CVE-2024-12818: 
WordPress vulnerability analysis and mitigation

The WP Smart TV plugin for WordPress contains a Stored Cross-Site Scripting vulnerability (CVE-2024-12818) in versions up to and including 2.1.8. The vulnerability exists in the plugin's 'tv-video-player' shortcode due to insufficient input sanitization and output escaping on user-supplied attributes (NVD).

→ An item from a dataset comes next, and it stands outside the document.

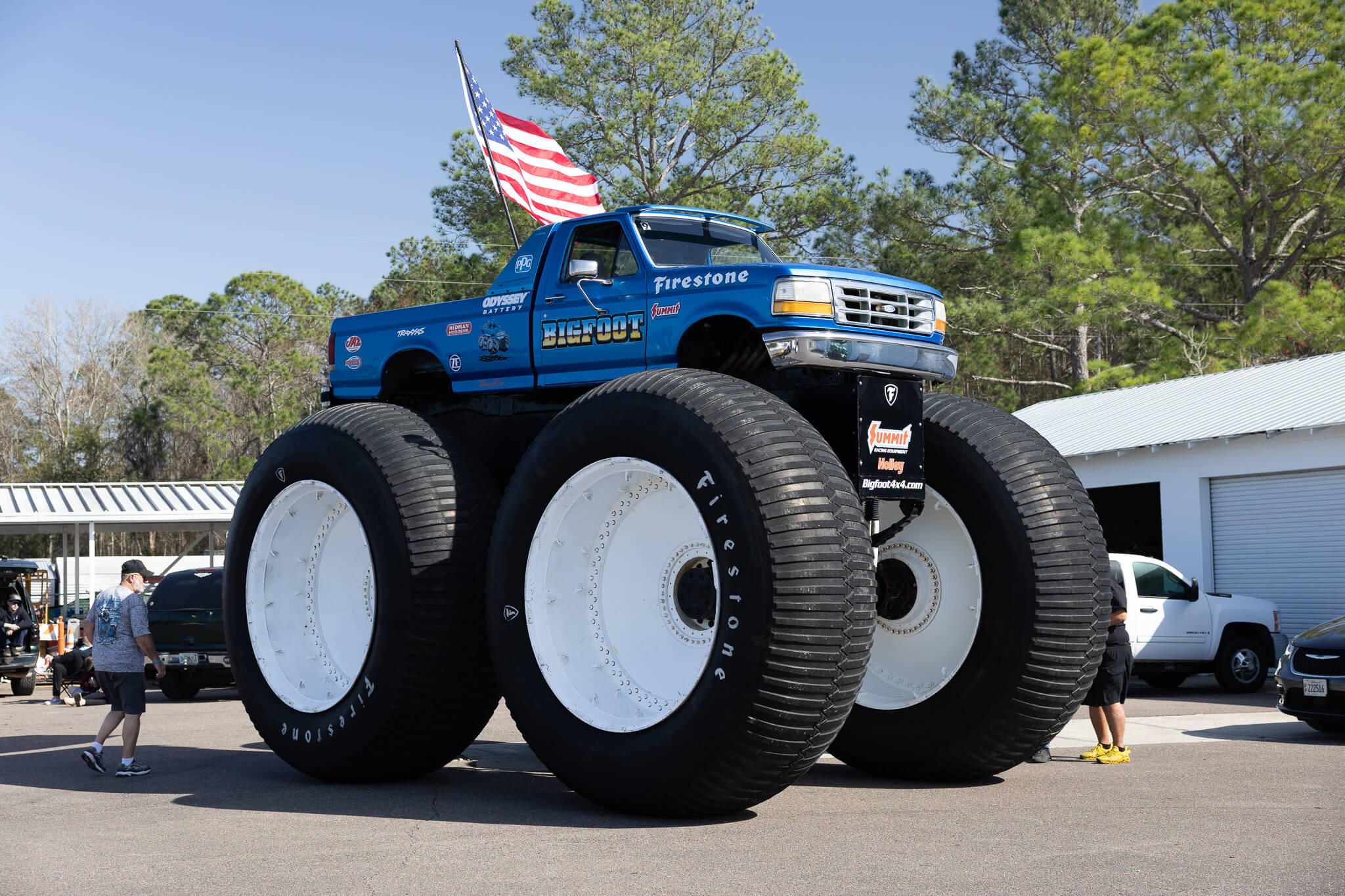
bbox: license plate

The vulnerability is classified as a Cross-Site Scripting (CWE-79) issue with a CVSS v3.1 base score of 6.4 (Medium), with the vector string CVSS:3.1/AV:N/AC:L/PR:L/UI:N/S:C/C:L/I:L/A:N. The vulnerability stems from improper neutralization of input during web page generation, specifically in the handling of user-supplied attributes in the 'tv-video-player' shortcode (NVD).

When exploited, this vulnerability allows authenticated attackers with contributor-level access or higher to inject arbitrary web scripts into pages. These malicious scripts will execute whenever any user accesses the compromised page (NVD).

Users should update their WP Smart TV plugin to a version newer than 2.1.8 when available. Until then, site administrators should carefully monitor and restrict access to users with contributor-level permissions or higher (NVD).